Bronner conclut son livre sur l’idée que son rejet du dolorisme proviendrait d’un certain sens de la dignité acquis dans sa famille. Laquelle dignité serait certes une valeur universelle, mais plus particulièrement présente dans les classes populaires. De fait, il se trouve qu’elle est aussi une valeur cardinale pour moi, qui suis issue d’un milieu bourgeois. Je suppose que c’est lié à ma faculté de résister aux maltraitances que j’ai subies enfant, un trait de caractère sans doute inné. Ma mère cherchait d’ailleurs à briser ce qu’elle appelait mon « orgueil », et je m’y accrochais d’autant plus afin de tenir bon – enjeu vital à l’époque.
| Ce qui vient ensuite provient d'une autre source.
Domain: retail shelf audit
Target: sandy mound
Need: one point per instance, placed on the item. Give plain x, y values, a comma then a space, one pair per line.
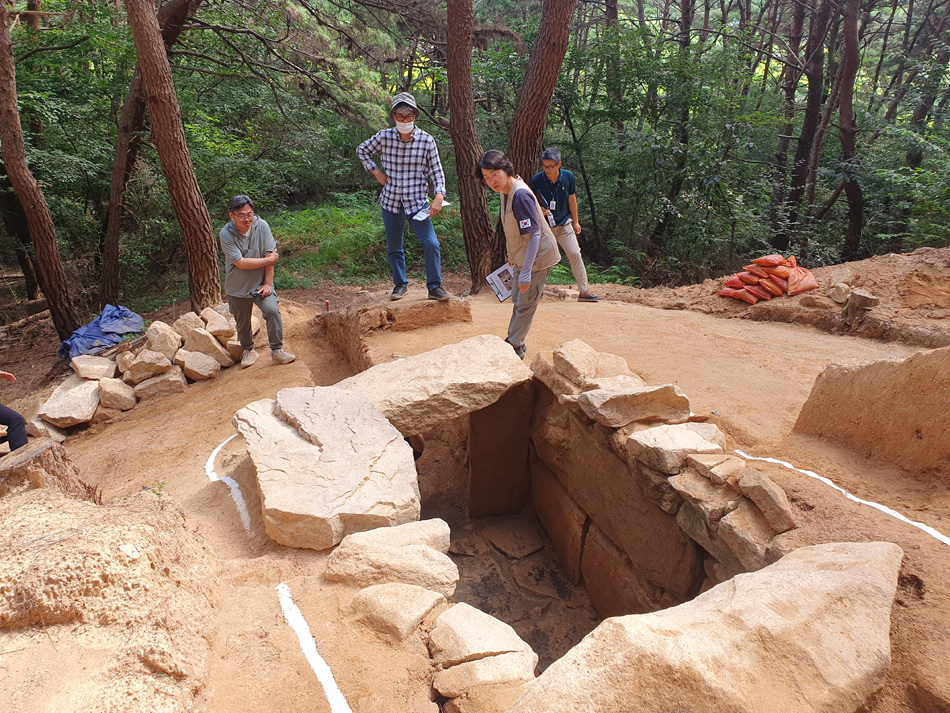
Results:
914, 291
125, 587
Désappartenir raconte comment, depuis mon enfance jusqu’à aujourd’hui, j’ai tenté de me libérer de toutes les allégeances héritées ou imposées, ou a minima, de choisir parmi elles celles que je ferais miennes, marchant en cela sur les traces de Virginia Woolf (6). Je me demande – non sans malice, je l’avoue – si Gérald Bronner ne serait pas tenté de croire au mythe de la dignité des classes populaires par allégeance envers ses origines… Décidément, on n’en a jamais fini de pourfendre les croyances, elles repoussent comme les têtes de l’Hydre de Lerne !


Sophie Képès


Notes :
(1) La science a identifié le support physiologique (l’ADN en l’occurrence) de la transmission des traumatismes dont on observait depuis longtemps que certains enfants souffraient, les ayant hérités de leurs ascendants alors même qu’ils n’avaient jamais été verbalisés ni même conscientisés par ces derniers.
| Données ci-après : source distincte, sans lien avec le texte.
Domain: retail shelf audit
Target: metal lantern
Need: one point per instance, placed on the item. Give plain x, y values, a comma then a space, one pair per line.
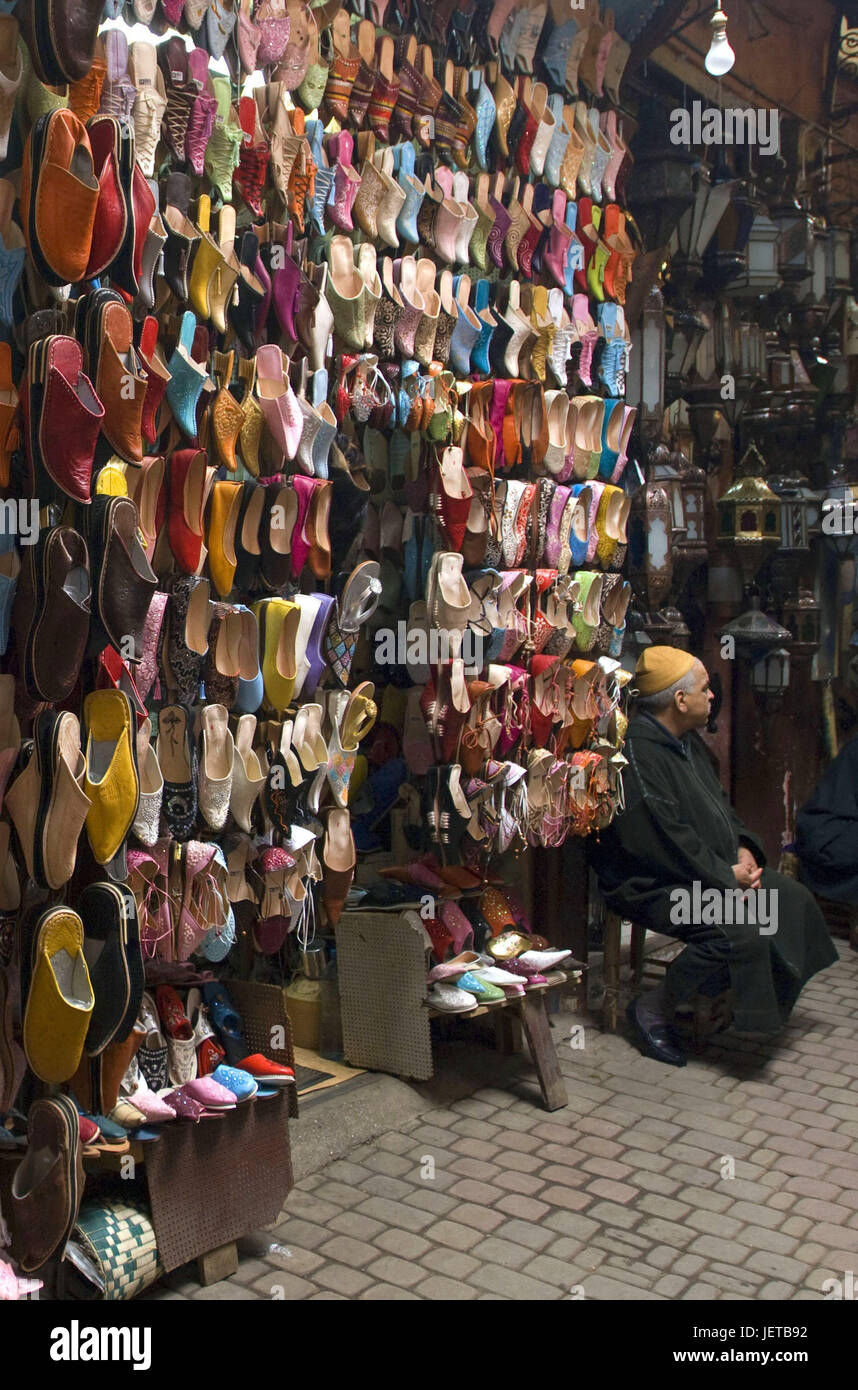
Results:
694, 509
800, 512
839, 516
803, 616
650, 542
839, 262
794, 242
645, 375
821, 263
750, 514
687, 334
661, 189
726, 255
762, 642
771, 674
666, 476
697, 227
761, 275
680, 633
(2) Je raconte cette expérience dans Probe et libre, un écrivain juré d’assises, Buchet-Chastel, 2013.
(3) Gallimard, 1984.
(4) Cf. http://www.lacauselitteraire.fr/chemins-de-lectures-19-onfray-le-crepuscule-de-la-pensee
(5) Grasset, 2010.
(6) « Lorsqu’il ne trouve pas sa place en venant au monde, le futur artiste est mécaniquement poussé à se distancier de sa tribu – famille, conjoint, nation, parti politique, doctrine religieuse, tout ce que Virginia Woolf qualifie d’allégeances imaginaires dans Trois Guinées (1938) – pour la simple raison que sa survie ou sa santé mentale en dépendent. Ce parcours sera plus ou moins long, semé de nombreux accidents et généralement pénible. Mais en même temps que, dans sa vie familiale et sociale, l’artiste pâtit de cette désaffiliation, il découvre que celle-ci est la condition de la liberté et de l’authenticité de sa création. » Désappartenir, Maurice Nadeau, 2023.